- Conference: Southern Conference
- Record: 9–11 (4–4 SoCon)
- Head coach: Herman Stegeman (6th season);
- Captain: Charlie Wiehrs
- Home arena: Woodruff Hall

= 1924–25 Georgia Bulldogs basketball team =

American college basketball team season

The 1924–25 Georgia Bulldogs basketball team represented the University of Georgia as a member of the Southern Conference (SoCon) during the 1924–25 NCAA men's basketball season. Led by sixth-year head coach Herman Stegeman, the Bulldogs compiled an overall record of 9–11 with a mark of 4–4 in conference play, tying for 11th place in the SoCon.
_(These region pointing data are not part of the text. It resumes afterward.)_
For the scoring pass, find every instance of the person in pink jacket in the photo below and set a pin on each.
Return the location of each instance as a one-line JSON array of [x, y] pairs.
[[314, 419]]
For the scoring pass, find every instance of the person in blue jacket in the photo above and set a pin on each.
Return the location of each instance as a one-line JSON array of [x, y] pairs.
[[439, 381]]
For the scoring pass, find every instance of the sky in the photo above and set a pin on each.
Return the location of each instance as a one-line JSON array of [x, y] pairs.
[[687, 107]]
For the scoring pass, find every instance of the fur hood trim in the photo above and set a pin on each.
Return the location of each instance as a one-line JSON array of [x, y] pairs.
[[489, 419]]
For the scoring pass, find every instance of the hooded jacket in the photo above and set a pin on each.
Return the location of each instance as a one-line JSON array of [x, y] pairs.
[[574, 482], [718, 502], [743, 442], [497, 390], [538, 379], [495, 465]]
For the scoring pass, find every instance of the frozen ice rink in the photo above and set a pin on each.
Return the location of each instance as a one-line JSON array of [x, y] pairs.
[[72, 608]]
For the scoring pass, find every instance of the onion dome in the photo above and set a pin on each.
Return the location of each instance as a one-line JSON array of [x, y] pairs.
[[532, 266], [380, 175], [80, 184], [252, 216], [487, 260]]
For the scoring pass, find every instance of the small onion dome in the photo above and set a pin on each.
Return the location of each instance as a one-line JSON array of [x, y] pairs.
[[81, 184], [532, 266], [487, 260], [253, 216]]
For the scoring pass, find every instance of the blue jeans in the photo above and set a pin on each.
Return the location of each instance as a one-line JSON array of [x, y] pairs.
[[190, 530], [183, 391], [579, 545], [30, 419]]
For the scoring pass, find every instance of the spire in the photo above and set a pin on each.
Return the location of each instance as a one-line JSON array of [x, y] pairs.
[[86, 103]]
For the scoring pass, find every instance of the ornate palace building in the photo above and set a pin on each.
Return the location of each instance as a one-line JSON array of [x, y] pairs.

The team captain was Charlie Wiehrs.

==Schedule==

| Date time, TV | Opponent | Result | Record | Site city, state |
| 1/3/1925 | at Atlanta YMCA | L 35-41 | 0–1 |  |
| 1/5/1925 | at Ft. McPherson | W 35-30 | 1–1 |  |
| 1/6/1925 | at Savannah A.C. | L 33-38 | 1–2 |  |
| 1/7/1925 | at Savannah Baptist | W 37-23 | 2–2 |  |
| 1/8/1925 | at Jacksonville | W 33-24 | 3–2 |  |
| 1/10/1925 | at Albany YMCA | L 31-47 | 3–3 |  |
| 1/11/1925 | at Columbus YMCA | L 29-32 | 3–4 |  |
| 1/15/1925 | at Clemson | L 16-18 | 3–5 | Clemson, SC |
| 1/16/1925 | at Furman | W 39-26 | 4–5 | Greenville, SC |
| 1/17/1925 | at South Carolina | L 27-35 | 4–6 | Columbia, SC |
| 1/22/1925 | Vanderbilt | L 34-41 | 4–7 | Athens, GA |
| 1/31/1925 | at Georgia Tech | L 25-30 | 4–8 | Atlanta, GA |
| 2/5/1925 | at A.A.C. | L 24-27 | 4–9 |  |
| 2/7/1925 | Kentucky | W 28-24 | 5–9 | Athens, GA |
| 2/10/1925 | Auburn | W 40-17 | 6–9 | Athens, GA |
| 2/14/1925 | A.A.C. | L 26-38 | 6–10 | Athens, GA |
| 2/18/1925 | at Auburn | W 37-21 | 7–10 | Auburn, AL |
| 2/21/1925 | Georgia Tech | W 34-24 | 8–10 | Athens, GA |
| 3/1/1925 | Kentucky | W 32-31 | 9–10 | Athens, GA |
| 3/2/1925 | North Carolina | L 19-40 | 9–11 | Athens, GA |
*Non-conference game. (#) Tournament seedings in parentheses.